The paper tackles scalability and adaptability in distributed quantum control by addressing cycle level synchronization across controllers and decoupling quantum operation semantics from hardware specifics. It introduces Distributed-HISQ, integrating HISQ a hardware-agnostic quantum control instruction set, with BISP a booking based synchronization protocol, and validates the approach on a commercial superconducting qubit control system. The evaluation shows a runtime reduction of about 22.8 percent and a fidelity improvement of roughly five times compared with lock step schemes, demonstrating the practical impact of near zero overhead synchronization and adaptable control software. Together these contributions provide a viable pathway toward fully scalable distributed quantum control architectures that can accommodate diverse qubit technologies and control electronics.

Abstract

The design of a scalable Quantum Control Architecture (QCA) faces two primary challenges. First, the continuous growth in qubit counts has rendered distributed QCA inevitable, yet the nondeterministic latencies inherent in feedback loops demand cycleaccurate synchronization across multiple controllers. Existing synchronization strategies -- whether lock-step or demand-driven -- introduce significant performance penalties. Second, existing quantum instruction set architectures are polarized, being either too abstract or too granular. This lack of a unifying design necessitates recurrent hardware customization for each new control requirement, which limits the system's reconfigurability and impedes the path toward a scalable and unified digital microarchitecture. Addressing these challenges, we propose Distributed-HISQ, featuring: (i) HISQ, A universal instruction set that redefines quantum control with a hardware-agnostic design. By decoupling from quantum operation semantics, HISQ provides a unified language for control sequences, enabling a single microarchitecture to support various control methods and enhancing system reconfigurability. (ii) BISP, a booking-based synchronization protocol that can potentially achieve zero-cycle synchronization overhead.

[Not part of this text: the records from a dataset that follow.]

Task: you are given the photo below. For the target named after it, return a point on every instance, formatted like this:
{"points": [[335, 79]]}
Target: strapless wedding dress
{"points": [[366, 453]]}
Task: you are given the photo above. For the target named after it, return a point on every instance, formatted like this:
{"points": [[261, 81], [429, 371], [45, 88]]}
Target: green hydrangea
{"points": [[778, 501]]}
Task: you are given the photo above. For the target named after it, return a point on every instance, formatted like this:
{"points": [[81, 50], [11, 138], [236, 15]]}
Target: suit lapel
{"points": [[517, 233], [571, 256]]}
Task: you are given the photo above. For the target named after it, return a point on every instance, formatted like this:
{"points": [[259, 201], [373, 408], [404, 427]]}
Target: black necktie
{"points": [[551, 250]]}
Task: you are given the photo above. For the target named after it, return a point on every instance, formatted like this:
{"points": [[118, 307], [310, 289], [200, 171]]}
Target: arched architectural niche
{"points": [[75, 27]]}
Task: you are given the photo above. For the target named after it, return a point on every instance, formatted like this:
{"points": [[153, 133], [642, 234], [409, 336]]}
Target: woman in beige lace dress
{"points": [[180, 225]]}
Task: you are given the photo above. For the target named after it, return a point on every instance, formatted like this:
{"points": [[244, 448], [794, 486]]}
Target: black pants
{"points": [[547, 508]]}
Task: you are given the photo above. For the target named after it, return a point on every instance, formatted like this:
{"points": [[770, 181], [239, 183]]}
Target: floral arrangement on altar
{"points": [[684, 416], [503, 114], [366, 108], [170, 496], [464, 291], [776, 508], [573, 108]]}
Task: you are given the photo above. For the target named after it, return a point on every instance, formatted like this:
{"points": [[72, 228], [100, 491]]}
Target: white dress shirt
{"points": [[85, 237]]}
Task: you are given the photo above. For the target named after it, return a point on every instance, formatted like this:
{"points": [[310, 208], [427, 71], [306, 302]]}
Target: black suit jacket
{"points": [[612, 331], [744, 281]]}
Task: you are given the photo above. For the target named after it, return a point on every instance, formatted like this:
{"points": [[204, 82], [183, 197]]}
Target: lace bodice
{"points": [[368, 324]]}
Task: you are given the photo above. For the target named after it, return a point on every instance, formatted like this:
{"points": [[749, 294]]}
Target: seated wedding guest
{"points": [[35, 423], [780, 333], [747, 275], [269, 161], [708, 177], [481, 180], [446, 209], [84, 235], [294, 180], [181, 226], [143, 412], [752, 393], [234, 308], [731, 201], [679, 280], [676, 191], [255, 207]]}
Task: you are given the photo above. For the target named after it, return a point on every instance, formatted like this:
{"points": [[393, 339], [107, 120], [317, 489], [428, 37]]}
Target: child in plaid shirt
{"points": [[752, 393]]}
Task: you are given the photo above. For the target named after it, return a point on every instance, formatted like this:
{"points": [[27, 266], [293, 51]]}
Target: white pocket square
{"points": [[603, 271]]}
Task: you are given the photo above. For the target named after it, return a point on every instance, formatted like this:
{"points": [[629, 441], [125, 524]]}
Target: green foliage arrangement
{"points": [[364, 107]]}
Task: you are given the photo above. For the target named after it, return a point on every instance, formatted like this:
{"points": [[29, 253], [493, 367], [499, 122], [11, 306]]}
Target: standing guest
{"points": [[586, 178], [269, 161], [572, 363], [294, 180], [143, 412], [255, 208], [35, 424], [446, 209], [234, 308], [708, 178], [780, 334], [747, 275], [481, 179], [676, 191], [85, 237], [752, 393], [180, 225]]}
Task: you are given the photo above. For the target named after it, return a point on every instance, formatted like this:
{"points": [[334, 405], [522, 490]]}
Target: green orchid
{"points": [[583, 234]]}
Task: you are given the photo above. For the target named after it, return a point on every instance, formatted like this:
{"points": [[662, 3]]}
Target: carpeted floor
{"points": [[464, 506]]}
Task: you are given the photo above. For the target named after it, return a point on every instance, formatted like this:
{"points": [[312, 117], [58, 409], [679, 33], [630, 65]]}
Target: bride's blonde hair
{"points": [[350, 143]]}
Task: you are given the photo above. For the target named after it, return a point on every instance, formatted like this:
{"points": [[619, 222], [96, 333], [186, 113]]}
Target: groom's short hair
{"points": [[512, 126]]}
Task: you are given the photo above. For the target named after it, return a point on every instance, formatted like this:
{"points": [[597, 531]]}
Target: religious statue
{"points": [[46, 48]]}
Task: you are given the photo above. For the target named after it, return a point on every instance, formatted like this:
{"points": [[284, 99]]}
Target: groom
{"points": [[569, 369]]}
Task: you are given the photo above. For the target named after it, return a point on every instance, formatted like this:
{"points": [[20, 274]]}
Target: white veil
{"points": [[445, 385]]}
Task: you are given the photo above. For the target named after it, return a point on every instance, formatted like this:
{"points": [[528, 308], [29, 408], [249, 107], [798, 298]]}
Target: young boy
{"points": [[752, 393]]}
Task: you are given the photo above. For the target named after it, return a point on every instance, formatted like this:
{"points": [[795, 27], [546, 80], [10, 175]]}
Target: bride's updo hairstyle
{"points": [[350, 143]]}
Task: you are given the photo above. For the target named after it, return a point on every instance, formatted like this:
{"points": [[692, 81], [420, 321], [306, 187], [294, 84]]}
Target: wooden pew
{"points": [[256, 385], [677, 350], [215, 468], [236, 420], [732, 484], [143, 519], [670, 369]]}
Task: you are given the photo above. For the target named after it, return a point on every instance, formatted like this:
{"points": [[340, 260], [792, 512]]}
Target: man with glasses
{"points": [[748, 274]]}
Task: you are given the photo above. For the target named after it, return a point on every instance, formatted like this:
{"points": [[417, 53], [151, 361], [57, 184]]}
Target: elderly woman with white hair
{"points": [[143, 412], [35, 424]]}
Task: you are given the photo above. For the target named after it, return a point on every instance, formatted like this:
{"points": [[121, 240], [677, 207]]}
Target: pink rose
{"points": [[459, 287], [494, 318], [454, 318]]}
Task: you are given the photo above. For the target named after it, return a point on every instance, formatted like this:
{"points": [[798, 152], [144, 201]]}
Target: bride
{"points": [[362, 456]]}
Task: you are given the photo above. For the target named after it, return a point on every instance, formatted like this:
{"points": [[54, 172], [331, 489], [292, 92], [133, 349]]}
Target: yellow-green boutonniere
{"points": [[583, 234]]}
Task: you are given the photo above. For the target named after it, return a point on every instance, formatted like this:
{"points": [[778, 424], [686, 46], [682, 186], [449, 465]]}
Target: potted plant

The feasibility and adaptability of Distributed-HISQ are validated through its implementation on a commercial quantum control system targeting superconducting qubits. We performed a comprehensive evaluation using a customized quantum software stack. Our results show that BISP effectively synchronizes multiple control boards, leading to a 22.8% reduction in average program execution time and a 5 reduction in infidelity when compared to an existing lock-step synchronization scheme.

Paper Structure

This paper contains 40 sections, 16 figures, 1 table.

Figures (16)

  • Figure 1: Motivational example of the synchronization challenge. (a) Example circuit slice derived from compiling QFT algorithm running on two quantum chips diadamoDistributedQuantumComputing2021adiskit. (b) OpenQASM crossOpenQASM3Broader2022 code snippets of the highlighted part in the circuit diagram. (c) Inserting a delay instruction into the false branch. (d) Distribute the control flow to other controllers.
  • Figure 2: (a) One implementation of logical $T$ gate relies on the conditional logical $S$ gate. (b) Logical $S$ gate is a sub-circuit with multiple logical operations that take a long execution time.
  • Figure 3: Overview of Distributed-HISQ. (a) Microarchitecture; (b) AWG board and readout board based on HISQ; (c) Single-node architecture; (d) Multi-node architecture;(e) Synchronization scheme.
  • Figure 4: Single-node hardware behavior of BISP. The sync signal is exchanged with a neighbor controller. Upon receiving the signal, the corresponding sync flag (represented by stacked boxes for each neighbor) is set and cleared after being read.
  • Figure 5: Example timing diagrams of nearby (a) and remote (b) synchronization using BISP.